As dragging viscous force of air on balloon is neglected so there is Net Buoyant Force = Vρg

Let m, V, ρ_HE, denote respectively the mass, volume and density of helium balloon and ρ_air density of air

Volume V of balloon displaces volume V of air.

So,

V(ρ_air − ρ_HE)g = ma, or,

V(ρ_air − ρ_HE)g = \(m\frac{dv}{dt}........(1)\)

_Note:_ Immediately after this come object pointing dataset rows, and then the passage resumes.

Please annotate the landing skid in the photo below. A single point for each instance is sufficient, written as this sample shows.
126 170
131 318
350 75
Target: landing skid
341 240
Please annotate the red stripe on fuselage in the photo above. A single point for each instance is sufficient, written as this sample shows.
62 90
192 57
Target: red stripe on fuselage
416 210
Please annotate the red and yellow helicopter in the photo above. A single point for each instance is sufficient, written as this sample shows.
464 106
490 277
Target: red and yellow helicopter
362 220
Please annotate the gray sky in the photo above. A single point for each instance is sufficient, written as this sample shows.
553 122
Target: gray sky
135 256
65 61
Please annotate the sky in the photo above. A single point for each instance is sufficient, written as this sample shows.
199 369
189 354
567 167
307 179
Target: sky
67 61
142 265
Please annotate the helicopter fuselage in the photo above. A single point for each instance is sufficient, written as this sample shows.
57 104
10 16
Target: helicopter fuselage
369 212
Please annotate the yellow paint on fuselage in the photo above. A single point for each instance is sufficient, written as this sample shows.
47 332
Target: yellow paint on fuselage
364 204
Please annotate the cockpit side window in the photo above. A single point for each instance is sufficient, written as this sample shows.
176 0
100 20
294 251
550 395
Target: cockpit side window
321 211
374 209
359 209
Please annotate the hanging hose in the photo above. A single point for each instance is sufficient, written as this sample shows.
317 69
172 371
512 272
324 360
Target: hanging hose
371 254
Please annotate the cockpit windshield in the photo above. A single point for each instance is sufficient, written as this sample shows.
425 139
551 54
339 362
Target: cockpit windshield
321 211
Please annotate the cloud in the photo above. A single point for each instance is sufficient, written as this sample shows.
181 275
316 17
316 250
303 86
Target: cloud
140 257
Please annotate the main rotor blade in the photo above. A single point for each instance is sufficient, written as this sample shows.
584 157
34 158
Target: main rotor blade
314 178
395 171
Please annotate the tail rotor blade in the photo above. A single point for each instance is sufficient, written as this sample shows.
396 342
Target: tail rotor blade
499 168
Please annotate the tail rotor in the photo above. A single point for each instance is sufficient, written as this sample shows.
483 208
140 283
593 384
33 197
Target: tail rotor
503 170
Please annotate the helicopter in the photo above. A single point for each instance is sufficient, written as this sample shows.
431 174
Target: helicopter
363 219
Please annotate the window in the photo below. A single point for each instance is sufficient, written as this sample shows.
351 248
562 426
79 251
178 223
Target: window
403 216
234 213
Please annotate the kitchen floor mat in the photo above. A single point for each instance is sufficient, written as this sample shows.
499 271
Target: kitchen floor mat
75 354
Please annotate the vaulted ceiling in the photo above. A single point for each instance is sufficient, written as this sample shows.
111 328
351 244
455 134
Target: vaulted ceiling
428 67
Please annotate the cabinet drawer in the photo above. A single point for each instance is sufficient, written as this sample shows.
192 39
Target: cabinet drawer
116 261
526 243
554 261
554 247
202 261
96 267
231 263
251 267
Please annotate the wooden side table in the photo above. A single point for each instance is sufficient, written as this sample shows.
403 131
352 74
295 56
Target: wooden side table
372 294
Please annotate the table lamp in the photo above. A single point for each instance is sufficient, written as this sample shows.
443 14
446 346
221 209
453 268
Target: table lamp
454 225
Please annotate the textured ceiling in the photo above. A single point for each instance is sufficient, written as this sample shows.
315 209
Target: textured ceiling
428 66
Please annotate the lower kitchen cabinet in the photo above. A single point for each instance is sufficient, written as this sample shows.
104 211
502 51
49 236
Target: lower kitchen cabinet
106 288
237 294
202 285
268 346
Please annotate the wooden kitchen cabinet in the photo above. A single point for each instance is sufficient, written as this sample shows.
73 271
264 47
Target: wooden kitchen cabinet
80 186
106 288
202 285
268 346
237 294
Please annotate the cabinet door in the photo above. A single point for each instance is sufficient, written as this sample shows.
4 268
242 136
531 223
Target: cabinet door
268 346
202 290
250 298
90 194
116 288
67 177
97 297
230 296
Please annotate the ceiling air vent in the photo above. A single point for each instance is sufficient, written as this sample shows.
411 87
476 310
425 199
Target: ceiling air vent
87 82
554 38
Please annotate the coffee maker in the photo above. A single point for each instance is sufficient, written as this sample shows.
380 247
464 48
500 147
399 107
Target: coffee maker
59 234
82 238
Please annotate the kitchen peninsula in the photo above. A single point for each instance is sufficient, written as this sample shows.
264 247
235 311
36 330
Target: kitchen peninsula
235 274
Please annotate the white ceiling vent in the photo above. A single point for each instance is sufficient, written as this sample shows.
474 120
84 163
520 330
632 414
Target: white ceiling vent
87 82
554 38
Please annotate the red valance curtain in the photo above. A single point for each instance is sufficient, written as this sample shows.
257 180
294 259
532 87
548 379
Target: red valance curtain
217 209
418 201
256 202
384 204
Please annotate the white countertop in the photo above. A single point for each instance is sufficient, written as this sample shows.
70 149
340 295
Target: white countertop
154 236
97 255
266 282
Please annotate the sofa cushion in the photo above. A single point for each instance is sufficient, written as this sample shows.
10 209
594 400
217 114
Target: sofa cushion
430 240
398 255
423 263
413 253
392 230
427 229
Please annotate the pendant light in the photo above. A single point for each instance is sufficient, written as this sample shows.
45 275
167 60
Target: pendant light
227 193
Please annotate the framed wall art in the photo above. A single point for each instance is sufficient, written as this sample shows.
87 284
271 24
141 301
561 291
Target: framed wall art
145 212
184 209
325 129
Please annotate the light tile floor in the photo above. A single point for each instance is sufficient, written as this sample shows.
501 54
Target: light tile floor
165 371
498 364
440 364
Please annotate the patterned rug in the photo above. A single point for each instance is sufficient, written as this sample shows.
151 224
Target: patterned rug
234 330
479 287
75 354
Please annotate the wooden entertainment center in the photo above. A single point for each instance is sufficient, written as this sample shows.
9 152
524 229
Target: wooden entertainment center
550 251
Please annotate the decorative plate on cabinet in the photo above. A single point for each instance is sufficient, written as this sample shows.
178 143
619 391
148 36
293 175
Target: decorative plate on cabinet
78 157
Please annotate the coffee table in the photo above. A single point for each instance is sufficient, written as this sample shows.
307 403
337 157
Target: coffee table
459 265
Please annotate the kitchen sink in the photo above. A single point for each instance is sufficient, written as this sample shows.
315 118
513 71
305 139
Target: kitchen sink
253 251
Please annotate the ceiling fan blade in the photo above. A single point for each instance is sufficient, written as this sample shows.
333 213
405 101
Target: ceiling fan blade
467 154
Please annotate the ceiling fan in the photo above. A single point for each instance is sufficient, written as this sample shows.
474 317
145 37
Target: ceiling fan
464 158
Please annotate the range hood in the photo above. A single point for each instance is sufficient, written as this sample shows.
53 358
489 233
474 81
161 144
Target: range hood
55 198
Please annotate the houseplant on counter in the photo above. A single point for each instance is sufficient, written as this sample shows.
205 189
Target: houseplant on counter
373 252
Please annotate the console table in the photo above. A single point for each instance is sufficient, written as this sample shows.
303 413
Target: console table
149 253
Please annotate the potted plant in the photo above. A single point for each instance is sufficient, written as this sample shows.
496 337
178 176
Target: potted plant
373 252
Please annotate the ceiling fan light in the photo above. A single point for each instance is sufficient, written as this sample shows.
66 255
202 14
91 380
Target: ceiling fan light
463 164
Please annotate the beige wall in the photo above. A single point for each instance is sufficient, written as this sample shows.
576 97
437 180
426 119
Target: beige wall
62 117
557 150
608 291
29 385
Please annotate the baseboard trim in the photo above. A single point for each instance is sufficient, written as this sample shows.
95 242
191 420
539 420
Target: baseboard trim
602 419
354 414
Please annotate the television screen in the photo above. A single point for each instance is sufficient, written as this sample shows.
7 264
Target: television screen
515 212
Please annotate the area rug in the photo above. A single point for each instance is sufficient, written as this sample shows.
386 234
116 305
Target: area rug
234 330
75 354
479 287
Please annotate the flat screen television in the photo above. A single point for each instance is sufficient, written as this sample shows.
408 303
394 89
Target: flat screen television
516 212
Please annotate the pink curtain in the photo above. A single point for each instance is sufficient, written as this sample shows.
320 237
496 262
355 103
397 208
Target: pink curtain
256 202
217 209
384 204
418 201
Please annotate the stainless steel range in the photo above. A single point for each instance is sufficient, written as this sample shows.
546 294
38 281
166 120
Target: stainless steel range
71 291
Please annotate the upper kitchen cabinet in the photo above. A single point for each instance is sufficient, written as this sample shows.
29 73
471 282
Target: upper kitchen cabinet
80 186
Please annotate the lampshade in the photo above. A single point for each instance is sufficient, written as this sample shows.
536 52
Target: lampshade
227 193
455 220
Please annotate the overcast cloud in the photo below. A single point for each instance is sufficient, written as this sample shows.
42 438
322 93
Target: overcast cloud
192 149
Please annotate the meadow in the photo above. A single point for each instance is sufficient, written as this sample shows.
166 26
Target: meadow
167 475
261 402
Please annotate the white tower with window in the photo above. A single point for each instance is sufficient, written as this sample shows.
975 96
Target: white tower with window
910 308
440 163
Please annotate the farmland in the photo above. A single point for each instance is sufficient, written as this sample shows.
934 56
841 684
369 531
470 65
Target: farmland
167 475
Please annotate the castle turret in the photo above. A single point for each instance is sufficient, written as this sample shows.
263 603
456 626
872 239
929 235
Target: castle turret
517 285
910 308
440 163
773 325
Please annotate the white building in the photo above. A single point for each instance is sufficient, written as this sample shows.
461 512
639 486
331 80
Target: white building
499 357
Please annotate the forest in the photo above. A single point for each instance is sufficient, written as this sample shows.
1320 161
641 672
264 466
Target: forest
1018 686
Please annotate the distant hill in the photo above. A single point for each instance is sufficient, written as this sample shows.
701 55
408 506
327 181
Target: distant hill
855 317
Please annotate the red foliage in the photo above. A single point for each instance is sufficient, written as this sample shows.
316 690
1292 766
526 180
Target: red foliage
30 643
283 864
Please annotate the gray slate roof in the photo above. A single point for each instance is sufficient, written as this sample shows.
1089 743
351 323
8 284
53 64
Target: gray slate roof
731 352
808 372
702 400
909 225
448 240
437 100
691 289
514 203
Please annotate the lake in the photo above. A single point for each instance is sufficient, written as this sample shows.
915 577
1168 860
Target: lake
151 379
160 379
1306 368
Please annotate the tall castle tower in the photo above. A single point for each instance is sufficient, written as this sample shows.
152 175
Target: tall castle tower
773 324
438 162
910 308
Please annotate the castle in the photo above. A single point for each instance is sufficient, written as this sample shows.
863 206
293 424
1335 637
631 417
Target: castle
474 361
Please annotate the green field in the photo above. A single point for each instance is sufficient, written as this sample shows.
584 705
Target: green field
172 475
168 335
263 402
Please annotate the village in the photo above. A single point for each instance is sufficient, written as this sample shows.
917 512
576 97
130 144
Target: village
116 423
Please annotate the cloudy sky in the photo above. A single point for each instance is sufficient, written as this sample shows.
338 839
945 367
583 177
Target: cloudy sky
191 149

Integrating equation (1) with respect to t, we have

V(ρ_air − ρ_HE)gt = mv

\(\frac{1}{2}mv^2=\frac{1}{2}m\frac{v^2}{m^2}\)(ρ_air − ρ_HE)²g²t²

\(=\frac{1}{2m}V^2\)(ρ_air − ρ_HE)²g²t² ......(2)

If the balloon rises to a height h from h = ut + \(\frac{1}{2}\)at²

We get,

\(h=\frac{1}{2}at^2=\frac{1}{2}\frac{V(ρair − ρHE)}{m}gt^2\)

(∵ u = 0).........(3)

From Eqs. (3) and (2)

\(\frac{1}{2}mv^2=[V(ρ_{air} − ρ_{HE})g][\frac{1}{2m}V(ρ_{air} − ρ_{HE})gt^2]\)

= V(ρ_air − ρ_HE)gh

Rearranging the terms.

⇒ \(\frac{1}{2}mv^2+Vρ_{HE}gh=Vρ_{air}gh\)

Or KE_balloon + PE_balloon = changing in PE of air.

So, as the balloon goes up, and equal volume of air comes down, increase in PE and KE of the balloon is at cost of PE of air [which comes down].